Roman J. Israel, Esq. Reviews
The film is a bit confusing. Israel spouts what seem to be grand ideas, but the characters he's spouting to don't quite understand him, nor do we as the audience. We sort of get it, or at least we sense that what he is trying to say isn't just confused mutterings; it does have meaning to him even though he can't articulate it in terms that we can fully understand. And there are a couple of characters who feel the same way. They may not understand some of the things he's trying to convey, but they come to realize that, if they listen and give him a chance, his ideas are rare and extremely valuable. Maybe the entire, confusing film is a metaphor itself, for the character of Roman J. Israel. We don't quite understand its message, but we sense that it has something to say, even if it's not sure how articulate it to us. Maybe that's a metaphor for the way many of us live our lives. We struggle to articulate (even to ourselves) the things that we believe in and that give our lives meaning.
Another thing, which I suppose could be a mild spoiler. I prefer to discover such moments for myself, but the scene where Roman visits an activist group's offices, in hopes of finding a job that will be meaningful to him, is a spectacular piece of acting by Denzel. The camera gives him a little space; it doesn't give him a closeup so he can show off. After giving a heartfelt (and sometimes dick-ish) speech about the kind of activism that can affect change, the character realizes that this meeting is not going the way he had hoped, Perhaps he realizes that some of the things he said were unkind. Denzel chooses to cover his mouth with his hand. At first, we think that it's another of the characters quirky behaviors. But what we come to realize as the scene plays out, is that he realizes that he is losing control of his emotions. Any of us who has experienced this knows the tension one feels around the mouth. We try to hide it by relaxing our facial muscles. But the socially awkward Israel just hides his mouth with his hand. We think, as the other characters in the room must have, "Jeez, is he crying?" The camera isn't in close-up, but it does catch a tear escaping his eye, if we look closely. No CGI tear, either; it's too subtle. Realizing that it's now obvious to the other characters that he is weeping, he pulls out his handkerchief, wipes his eyes, and apologizes. So brilliantly acted, so many thoughts and feelings portrayed not by the words in the script but my a master thespian beautifully portraying a moment, like Dizzy Gillespie genuinely improvising harmonic complexity in a way that is both spontaneous and masterfully constructed.

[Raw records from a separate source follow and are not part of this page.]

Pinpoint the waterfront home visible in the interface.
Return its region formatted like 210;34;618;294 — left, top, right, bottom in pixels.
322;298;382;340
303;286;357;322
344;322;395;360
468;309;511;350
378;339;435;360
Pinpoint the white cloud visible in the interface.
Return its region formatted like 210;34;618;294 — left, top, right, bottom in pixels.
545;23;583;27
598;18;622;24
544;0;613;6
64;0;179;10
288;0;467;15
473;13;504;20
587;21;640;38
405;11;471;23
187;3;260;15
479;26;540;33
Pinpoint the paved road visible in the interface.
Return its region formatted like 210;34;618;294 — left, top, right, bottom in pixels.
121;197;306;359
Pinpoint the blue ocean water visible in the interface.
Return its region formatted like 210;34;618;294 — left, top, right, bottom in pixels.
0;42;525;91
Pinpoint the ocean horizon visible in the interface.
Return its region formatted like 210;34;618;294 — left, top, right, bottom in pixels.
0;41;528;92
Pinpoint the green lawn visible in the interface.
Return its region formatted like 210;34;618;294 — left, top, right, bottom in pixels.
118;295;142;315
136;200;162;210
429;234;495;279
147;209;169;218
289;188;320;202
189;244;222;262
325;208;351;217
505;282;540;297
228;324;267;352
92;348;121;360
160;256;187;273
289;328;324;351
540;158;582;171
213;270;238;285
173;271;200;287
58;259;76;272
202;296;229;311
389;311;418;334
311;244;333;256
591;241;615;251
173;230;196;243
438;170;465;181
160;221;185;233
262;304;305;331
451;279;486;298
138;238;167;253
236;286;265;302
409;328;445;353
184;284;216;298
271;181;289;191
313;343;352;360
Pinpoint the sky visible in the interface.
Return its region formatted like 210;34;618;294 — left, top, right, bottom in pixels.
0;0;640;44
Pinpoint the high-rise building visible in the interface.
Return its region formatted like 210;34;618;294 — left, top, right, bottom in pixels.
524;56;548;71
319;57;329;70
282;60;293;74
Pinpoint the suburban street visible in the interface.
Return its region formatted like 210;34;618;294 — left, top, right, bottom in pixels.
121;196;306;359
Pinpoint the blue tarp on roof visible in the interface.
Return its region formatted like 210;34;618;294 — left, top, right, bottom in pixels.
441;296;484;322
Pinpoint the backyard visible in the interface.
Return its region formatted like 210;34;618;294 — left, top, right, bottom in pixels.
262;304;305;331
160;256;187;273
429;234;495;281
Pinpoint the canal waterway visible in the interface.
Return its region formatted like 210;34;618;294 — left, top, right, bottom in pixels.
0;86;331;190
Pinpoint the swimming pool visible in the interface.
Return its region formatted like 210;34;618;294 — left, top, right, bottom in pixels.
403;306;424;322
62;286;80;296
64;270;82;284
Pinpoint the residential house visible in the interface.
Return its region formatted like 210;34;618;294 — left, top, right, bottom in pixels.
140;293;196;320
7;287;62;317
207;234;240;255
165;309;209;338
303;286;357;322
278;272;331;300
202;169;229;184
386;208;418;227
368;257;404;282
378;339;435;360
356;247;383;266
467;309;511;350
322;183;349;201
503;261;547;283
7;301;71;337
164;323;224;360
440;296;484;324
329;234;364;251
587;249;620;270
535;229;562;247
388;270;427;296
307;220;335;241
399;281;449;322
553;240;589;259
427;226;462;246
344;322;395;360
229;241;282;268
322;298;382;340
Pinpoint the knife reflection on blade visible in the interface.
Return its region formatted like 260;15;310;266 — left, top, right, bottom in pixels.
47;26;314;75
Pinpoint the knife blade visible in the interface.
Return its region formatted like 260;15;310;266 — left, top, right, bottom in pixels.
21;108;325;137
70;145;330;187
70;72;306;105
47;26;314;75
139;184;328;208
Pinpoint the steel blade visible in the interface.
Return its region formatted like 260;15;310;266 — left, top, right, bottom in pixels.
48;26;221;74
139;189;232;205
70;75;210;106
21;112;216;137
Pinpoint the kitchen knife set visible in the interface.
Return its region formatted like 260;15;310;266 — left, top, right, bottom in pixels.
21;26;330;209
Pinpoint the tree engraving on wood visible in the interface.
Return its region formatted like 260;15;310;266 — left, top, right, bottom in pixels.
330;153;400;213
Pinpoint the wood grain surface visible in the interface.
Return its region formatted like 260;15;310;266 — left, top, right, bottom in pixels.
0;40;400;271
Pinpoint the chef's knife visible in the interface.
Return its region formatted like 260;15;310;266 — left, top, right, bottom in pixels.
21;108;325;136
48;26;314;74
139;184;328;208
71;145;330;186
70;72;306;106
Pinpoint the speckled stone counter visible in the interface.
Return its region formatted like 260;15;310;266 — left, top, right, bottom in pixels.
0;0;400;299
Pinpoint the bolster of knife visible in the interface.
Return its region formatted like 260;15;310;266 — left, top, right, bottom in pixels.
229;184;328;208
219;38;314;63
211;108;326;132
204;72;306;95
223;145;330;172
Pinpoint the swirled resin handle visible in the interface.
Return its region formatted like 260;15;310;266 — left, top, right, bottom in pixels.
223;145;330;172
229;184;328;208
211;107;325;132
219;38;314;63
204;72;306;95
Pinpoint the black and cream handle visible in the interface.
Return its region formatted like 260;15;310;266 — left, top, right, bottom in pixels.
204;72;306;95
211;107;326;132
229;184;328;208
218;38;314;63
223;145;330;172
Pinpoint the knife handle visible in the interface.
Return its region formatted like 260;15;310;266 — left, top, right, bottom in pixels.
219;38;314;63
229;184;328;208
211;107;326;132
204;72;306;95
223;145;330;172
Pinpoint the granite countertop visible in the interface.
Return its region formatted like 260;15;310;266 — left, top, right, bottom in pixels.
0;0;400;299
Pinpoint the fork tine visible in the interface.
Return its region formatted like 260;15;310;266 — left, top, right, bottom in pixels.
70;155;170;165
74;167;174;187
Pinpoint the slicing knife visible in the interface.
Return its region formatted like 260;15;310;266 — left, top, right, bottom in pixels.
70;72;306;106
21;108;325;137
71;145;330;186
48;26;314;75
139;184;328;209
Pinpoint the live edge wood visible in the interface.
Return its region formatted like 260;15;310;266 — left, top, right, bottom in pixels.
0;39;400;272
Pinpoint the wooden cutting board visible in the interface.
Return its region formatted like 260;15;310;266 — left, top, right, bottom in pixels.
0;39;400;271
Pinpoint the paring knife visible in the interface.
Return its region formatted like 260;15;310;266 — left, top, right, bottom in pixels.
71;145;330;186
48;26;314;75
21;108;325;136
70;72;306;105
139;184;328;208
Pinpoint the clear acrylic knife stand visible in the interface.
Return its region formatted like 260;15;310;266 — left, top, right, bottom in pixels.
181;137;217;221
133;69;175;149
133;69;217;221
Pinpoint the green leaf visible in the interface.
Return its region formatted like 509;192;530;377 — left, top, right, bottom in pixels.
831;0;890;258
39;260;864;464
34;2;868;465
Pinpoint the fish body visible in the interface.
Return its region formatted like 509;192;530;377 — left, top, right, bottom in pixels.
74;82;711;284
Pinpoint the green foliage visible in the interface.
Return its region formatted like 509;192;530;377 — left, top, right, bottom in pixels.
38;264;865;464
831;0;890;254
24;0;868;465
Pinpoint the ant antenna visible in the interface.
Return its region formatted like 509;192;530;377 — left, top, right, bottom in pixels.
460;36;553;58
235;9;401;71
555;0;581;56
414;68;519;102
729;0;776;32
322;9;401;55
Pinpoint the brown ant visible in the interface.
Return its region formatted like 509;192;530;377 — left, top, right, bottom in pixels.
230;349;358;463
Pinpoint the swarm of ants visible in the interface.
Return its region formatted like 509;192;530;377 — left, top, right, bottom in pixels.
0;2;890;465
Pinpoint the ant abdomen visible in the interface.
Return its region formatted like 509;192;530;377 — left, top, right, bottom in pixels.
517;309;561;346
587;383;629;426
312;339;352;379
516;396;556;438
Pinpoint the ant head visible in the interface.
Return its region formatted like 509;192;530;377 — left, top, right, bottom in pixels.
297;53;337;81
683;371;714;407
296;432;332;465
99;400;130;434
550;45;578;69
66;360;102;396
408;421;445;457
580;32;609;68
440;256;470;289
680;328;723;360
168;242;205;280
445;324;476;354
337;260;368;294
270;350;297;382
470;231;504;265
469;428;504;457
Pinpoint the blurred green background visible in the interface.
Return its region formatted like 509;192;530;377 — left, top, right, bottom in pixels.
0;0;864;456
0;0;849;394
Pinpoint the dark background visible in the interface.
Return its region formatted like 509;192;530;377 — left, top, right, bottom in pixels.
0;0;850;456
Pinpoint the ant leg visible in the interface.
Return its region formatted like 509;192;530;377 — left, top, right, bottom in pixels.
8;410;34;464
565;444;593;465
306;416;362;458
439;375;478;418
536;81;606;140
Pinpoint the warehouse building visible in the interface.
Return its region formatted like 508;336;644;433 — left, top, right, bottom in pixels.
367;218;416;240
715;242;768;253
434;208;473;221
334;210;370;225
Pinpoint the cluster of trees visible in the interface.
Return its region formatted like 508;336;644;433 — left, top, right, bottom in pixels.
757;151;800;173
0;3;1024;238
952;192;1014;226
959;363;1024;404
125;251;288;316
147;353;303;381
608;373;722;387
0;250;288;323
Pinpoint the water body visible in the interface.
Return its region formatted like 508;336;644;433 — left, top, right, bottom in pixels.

Perhaps you don't quite understand what I mean, but hopefully you can see that what I'm trying to say isn't just confused mutterings, and does have meaning to me even if I can't quite articulate it in terms that others can fully understand.
Another fine & thoroughly engaging performance by Denzel portraying a savant defense attorney who has what appears to be Asperger Syndrome. After his long time job behind the scenes with his sole partner ends, he doggedly forges ahead going by his old ways. Still living in the height of his activism during the 70's, he soon learns the world is not as black & white or cut & dried as he always believed it to be. The wonderfully idealistic & brilliant Roman J. Israel, Esq. has to find his way in the craziness of the over crowded dockets of the LA court system working for his new boss, George Pierce, played very well by Colin Farrell, a typical cutthroat attorney living high, who surprisingly starts learning some much needed lessons in humanity from him. Social injustice is the main thing that drives Roman, as he has always continued fighting the good fight for decades.
However, after struggling with his new job, Roman makes some poor choices & ultimately uses ill gotten monetary gains to fit in, & things take a totally different & dark turn for him. Very thought provoking storyline from Dan Gilroy, (Nightcrawler), that shows how much our society has changed for the worse & is simply in a word, broken, when it comes to civil rights & compassion.
Once again, Denzel totally deserves the best actor nomination. He delivers all around per usual.
Keep on truckin', baby... (I love that "Fro" Roman sported through most of the film)
The 60's & 70's songs chosen for the soundtrack worked perfectly along with the haunting score by James Newton Howard.